I have a much easier time reading the Annual Review articles today than I did six weeks ago.  I still don’t grasp as much on the first read-through as I would expect, but there has been significant improvement.  For a while I thought the answer to my sluggish comprehension was to read slower, taking notes as I went.  What I’ve found is that it’s best to have a smooth first read.  As the review articles and other academic articles generally have good introduction and conclusion areas,  I find that things I don’t at first appear to be grasping in the middle section often come together over the course of the article.

The first read gives me a chance to get comfortable with unfamiliar vocabulary.   For instance, in “India: Caste, Kingship and Dominance Reconsidered,” the word “prestation” was used often in reference to gifts made from the king/highest caste to Brahmans.  Despite knowing the meaning of that word, it was still odd to me (it’s not the word I would choose) and it would stick out to me to the disadvantage of surrounding words.  A sentence with the word “prestation” might throw my conscious-level reading comprehension off for a couple sentences afterward.  There’s some amount reading comprehension going on, but it’s as if it is ghosted.  Then when I read the concluding paragraphs, the color, the understanding becomes more vivid again.  So, even though I may feel like I’m reading the article and not quite getting it, it would seem that on some level I am.  The hardest part is to keep reading even when I feel like I’m not understanding as well as I would like.  (The same goes for unfamiliar sentence constructions as for unfamiliar vocabulary.)

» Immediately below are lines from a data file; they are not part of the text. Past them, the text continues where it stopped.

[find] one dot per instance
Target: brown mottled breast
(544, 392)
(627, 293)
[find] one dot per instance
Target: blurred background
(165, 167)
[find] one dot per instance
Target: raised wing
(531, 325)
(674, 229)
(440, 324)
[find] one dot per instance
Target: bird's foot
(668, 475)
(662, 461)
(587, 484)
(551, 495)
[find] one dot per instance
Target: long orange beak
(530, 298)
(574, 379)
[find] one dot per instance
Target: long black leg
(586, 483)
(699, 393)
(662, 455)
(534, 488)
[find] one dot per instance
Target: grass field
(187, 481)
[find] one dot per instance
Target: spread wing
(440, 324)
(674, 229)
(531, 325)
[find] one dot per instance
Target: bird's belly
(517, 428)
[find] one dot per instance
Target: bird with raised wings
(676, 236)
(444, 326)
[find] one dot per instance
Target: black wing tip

The amount of increased understanding on the second read has been steadily growing.  On the second read, I’m able to make more connections with earlier readings.  In “Death: A Cross-Cultural Perspective” the writers state American funerals are so uniform because Americans value conformity and that syncs up with the discussion of conformity as an American culture trait as discussed in “Anthropologist View American Culture.”  I notice that the authors state that the theory of punctuated equilibria has had an impact on thinking about brain development in “Hominid Paleoneurology” as well as on theories of culture development as discussed in “The Archaeology of Equality and Inequality,” and it adds to my sense of how theoretical concepts move across fields even when there’s not necessarily a perfect fit.  When I saw clearly how parties to an academic dispute lavish praise on academics who tend to agree with them as encountered while investigating “Hominid Paleoneurology,” that changed how I view any praise given by one academic to another even when a dispute is not immediately apparent.  The fact that I had read “Language and Disputing” prior to reading “Hominid Paleoneurology” enhanced my  appreciation of the dispute tactics evident in that article.  These are in-your-face examples, but I sense that I am making increasing numbers of subtle connections as well.

I look forward to a time when my first read-through resembles my current second read and I continue to fight my feelings of frustration that this isn’t already the case.  Since I am going through a period of cognitive recovery following a time of medicated brain fog, I knew this reading would be more difficult for me.  The review articles are written by anthropologists for anthropologists so they are heavy with industry speak.  I considered feasting on lighter reading for a while or reading in a field with which I have greater base fluency such as legal writing, but I think the challenge inherent in the choice I made to read from the Annual Review of Anthropology is actually resulting in bigger and faster gains in cognitive function.

Perhaps I should browse for articles on the best ways to regain cognitive function?  For now it’s back to work looking at “Conversation Analysis.”